This paper describes the main functionality of the hiddenf package. hiddenf provides descriptive and inferential tools to visualize and characterize hidden additivity. Further, hiddenf includes the ability to compute p-values for five tests for non-additivity. The package is illustrated using seventeen data sets spanning studies in industrial applications, agriculture, and the medical sciences. Non-additivity is evident in many of these data sets, motivating the importance of statistical interaction in unreplicated studies across a variety of scientific domains.

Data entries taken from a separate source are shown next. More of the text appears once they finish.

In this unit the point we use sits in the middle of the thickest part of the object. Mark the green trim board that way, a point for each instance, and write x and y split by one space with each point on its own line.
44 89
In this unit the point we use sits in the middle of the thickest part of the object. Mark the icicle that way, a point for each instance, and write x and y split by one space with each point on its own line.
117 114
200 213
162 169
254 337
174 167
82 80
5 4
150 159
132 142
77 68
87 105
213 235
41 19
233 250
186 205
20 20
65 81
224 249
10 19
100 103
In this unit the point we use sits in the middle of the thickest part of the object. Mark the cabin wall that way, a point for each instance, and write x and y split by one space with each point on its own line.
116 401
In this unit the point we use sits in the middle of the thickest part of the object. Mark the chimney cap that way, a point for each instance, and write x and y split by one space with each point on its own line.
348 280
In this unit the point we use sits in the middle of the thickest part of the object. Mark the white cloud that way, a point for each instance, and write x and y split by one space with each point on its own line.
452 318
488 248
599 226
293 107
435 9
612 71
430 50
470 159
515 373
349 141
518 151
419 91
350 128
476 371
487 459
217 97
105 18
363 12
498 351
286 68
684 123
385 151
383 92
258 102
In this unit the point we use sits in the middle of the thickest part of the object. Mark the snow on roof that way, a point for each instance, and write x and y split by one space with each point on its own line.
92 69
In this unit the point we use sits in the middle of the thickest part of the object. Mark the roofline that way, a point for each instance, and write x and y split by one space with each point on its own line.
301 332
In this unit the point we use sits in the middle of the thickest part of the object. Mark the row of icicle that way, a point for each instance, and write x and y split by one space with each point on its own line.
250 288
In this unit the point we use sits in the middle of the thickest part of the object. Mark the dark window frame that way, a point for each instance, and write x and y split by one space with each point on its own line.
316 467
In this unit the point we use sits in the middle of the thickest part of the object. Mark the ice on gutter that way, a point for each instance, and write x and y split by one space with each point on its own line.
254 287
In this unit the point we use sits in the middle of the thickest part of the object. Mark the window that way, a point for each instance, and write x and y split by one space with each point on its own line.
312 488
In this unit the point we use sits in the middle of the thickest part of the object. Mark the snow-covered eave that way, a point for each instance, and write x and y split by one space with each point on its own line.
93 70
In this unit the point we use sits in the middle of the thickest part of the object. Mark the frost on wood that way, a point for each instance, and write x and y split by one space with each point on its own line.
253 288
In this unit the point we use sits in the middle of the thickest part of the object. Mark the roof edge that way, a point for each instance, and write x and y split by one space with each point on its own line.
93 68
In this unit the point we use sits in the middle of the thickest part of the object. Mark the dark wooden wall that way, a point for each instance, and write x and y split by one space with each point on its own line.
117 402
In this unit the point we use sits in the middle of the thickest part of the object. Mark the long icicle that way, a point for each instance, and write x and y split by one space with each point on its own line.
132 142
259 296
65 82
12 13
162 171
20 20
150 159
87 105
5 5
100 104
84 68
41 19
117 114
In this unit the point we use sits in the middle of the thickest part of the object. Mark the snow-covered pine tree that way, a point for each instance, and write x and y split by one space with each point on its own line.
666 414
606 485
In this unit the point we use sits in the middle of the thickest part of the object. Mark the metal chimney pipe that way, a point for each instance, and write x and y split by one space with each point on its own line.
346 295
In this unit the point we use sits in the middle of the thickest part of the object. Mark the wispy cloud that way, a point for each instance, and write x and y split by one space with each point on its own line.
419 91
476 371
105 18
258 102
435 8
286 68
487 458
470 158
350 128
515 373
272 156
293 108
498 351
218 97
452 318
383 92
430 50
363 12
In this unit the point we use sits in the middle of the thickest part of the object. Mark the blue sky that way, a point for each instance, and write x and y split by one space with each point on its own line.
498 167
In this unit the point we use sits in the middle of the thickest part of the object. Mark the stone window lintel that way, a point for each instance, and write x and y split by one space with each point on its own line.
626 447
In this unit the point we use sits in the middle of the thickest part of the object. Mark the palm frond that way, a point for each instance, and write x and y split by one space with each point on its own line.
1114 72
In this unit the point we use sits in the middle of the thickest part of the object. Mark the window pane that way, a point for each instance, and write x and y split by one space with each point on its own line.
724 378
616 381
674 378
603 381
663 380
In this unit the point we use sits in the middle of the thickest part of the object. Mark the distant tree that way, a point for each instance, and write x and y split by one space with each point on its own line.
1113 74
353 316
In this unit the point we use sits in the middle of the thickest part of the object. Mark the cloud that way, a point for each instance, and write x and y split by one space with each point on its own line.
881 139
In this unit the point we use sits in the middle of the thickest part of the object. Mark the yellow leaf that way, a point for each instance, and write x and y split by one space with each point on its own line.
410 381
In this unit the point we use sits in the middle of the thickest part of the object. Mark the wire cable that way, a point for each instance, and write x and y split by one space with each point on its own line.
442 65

The hiddenf package contributes to existing software resources specifically by making three recent tests for non-additivity available in an open-source repository for the first time (in addition to two historical methods) and by providing visualization and descriptive tools to further explore hidden additivity.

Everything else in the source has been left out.